Немец вплетал ремешок в сиденье кресла, размышляя над превратностями человеческой судьбы. Кто бы мог предполагать, что потомок герцогов и императоров окажется в его скромной каморке!
Бонапарт между тем предавался воспоминаниям:
— Ах, этот племянник герцога Веллингтона! Какие мы с ним штуки выкидывали! Он был частым гостем в «Бонапарт-холле». Дивный у меня был тогда дворец с парком, оранжереей; слуг и не счесть. Только одним недостатком и страдал племянник герцога Веллингтона, — промолвил Бонапарт, отметив про себя, что немец старательно ловит каждое его слово, — только одним недостатком: отказал ему бог в храбрости.
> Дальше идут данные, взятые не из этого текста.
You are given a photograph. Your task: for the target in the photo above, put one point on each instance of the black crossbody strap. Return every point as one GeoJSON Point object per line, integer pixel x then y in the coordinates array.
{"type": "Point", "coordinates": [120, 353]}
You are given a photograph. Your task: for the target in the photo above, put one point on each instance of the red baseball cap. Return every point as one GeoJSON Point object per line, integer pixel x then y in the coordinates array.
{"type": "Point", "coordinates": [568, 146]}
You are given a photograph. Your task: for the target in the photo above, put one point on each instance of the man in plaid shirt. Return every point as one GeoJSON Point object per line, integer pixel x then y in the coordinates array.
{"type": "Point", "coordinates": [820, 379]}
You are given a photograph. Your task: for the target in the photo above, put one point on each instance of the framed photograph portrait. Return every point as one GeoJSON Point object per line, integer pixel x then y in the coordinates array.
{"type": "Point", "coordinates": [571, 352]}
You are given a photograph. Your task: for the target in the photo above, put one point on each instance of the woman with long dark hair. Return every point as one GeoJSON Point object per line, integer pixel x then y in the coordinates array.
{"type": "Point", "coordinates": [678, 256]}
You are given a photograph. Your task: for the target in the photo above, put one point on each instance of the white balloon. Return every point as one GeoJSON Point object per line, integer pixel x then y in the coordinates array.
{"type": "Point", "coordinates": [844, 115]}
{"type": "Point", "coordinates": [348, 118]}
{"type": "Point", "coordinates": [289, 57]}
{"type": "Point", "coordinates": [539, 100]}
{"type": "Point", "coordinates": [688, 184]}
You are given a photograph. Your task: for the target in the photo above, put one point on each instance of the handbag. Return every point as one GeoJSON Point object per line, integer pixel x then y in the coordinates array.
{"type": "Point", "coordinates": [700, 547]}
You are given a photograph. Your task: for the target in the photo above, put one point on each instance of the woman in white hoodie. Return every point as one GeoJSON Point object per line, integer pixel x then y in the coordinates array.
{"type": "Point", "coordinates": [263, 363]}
Вам в России, случаем, не приходилось бывать? — спросил он как бы между прочим, впиваясь косыми глазами в немца.
— Нет, — скромно отвечал старик. — Повидал я Францию, Англию, Германию, здесь побродил, но больше нигде не был.
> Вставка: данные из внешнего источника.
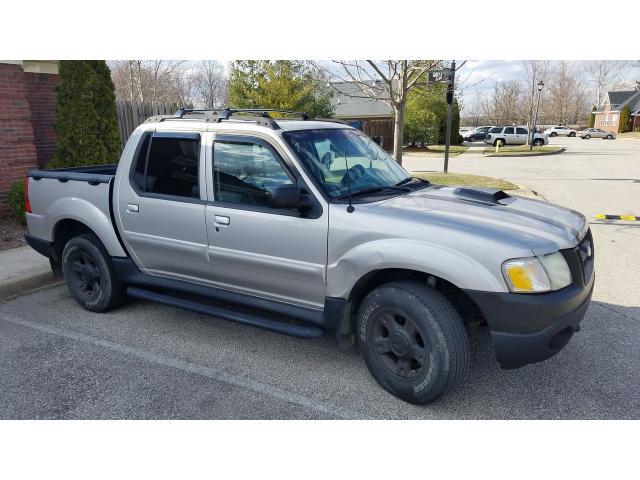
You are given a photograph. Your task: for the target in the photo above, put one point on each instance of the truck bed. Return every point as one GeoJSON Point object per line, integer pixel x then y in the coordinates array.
{"type": "Point", "coordinates": [93, 174]}
{"type": "Point", "coordinates": [79, 193]}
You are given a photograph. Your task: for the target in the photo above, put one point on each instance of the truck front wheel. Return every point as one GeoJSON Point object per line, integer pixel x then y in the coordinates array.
{"type": "Point", "coordinates": [89, 274]}
{"type": "Point", "coordinates": [413, 341]}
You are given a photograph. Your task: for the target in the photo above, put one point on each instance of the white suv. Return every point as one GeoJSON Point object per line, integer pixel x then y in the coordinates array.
{"type": "Point", "coordinates": [499, 136]}
{"type": "Point", "coordinates": [560, 130]}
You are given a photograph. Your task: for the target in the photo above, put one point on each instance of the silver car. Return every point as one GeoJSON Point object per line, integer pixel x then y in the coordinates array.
{"type": "Point", "coordinates": [560, 130]}
{"type": "Point", "coordinates": [309, 228]}
{"type": "Point", "coordinates": [588, 133]}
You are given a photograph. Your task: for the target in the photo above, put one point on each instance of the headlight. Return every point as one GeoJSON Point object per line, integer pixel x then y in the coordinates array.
{"type": "Point", "coordinates": [537, 274]}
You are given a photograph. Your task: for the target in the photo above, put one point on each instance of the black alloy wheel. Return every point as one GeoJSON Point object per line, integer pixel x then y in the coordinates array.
{"type": "Point", "coordinates": [399, 344]}
{"type": "Point", "coordinates": [85, 275]}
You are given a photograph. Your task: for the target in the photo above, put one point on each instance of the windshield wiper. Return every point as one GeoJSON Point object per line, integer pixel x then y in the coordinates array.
{"type": "Point", "coordinates": [364, 191]}
{"type": "Point", "coordinates": [410, 179]}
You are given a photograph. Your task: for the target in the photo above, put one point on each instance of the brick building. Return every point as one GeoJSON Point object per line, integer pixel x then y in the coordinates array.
{"type": "Point", "coordinates": [607, 117]}
{"type": "Point", "coordinates": [27, 112]}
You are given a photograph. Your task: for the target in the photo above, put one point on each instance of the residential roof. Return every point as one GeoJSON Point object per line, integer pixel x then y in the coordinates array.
{"type": "Point", "coordinates": [619, 98]}
{"type": "Point", "coordinates": [347, 103]}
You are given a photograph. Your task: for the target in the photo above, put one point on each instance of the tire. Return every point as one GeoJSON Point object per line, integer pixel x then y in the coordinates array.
{"type": "Point", "coordinates": [89, 274]}
{"type": "Point", "coordinates": [413, 341]}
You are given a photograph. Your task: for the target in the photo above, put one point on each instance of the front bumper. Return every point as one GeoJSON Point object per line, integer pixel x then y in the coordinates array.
{"type": "Point", "coordinates": [529, 328]}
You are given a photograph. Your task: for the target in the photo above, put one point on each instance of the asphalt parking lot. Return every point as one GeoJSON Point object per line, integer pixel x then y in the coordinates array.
{"type": "Point", "coordinates": [150, 361]}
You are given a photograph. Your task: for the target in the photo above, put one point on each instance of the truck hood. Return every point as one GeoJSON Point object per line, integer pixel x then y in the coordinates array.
{"type": "Point", "coordinates": [536, 225]}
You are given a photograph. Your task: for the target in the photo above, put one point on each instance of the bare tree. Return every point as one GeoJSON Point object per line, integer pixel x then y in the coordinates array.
{"type": "Point", "coordinates": [211, 83]}
{"type": "Point", "coordinates": [146, 80]}
{"type": "Point", "coordinates": [605, 75]}
{"type": "Point", "coordinates": [566, 102]}
{"type": "Point", "coordinates": [389, 81]}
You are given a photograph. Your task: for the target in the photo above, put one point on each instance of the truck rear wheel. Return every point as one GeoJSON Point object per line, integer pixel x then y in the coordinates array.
{"type": "Point", "coordinates": [413, 341]}
{"type": "Point", "coordinates": [89, 274]}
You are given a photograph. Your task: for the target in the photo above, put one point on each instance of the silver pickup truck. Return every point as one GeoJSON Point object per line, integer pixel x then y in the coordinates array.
{"type": "Point", "coordinates": [308, 227]}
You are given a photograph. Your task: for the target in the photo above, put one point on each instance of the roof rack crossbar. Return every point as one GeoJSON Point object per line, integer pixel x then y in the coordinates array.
{"type": "Point", "coordinates": [261, 115]}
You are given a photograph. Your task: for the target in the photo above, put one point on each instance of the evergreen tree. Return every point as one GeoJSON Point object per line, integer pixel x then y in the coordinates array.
{"type": "Point", "coordinates": [281, 84]}
{"type": "Point", "coordinates": [592, 117]}
{"type": "Point", "coordinates": [86, 125]}
{"type": "Point", "coordinates": [425, 114]}
{"type": "Point", "coordinates": [625, 117]}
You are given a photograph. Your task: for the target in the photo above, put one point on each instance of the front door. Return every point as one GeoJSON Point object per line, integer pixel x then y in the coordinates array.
{"type": "Point", "coordinates": [160, 209]}
{"type": "Point", "coordinates": [254, 248]}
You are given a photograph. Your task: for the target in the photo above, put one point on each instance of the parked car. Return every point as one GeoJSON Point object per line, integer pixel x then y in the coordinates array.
{"type": "Point", "coordinates": [588, 133]}
{"type": "Point", "coordinates": [560, 130]}
{"type": "Point", "coordinates": [512, 135]}
{"type": "Point", "coordinates": [479, 133]}
{"type": "Point", "coordinates": [307, 227]}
— А я, друг мой, — горделиво провозгласил Бонапарт, — изъездил весь белый свет и говорю на всех цивилизованных языках. Вот разве что голландскому да немецкому пока не умудрил господь. Я написал книгу о своих путешествиях — достопримечательные случаи, ну и все такое… Издатель сразу же ее отпечатал, но даже имени моего не проставил. Ну и мошенники эти издатели!.. Так вот, как-то раз путешествуем мы с племянником герцога Веллингтона по России. И вдруг одна из наших двух лошадей падает замертво. Представляете себе: морозный вечер, снегу намело на четыре фута, кругом дремучий лес, а сани ни с места. Вот-вот совсем стемнеет. Волки. «Ну и потеха!» — говорит племянник герцога Веллингтона.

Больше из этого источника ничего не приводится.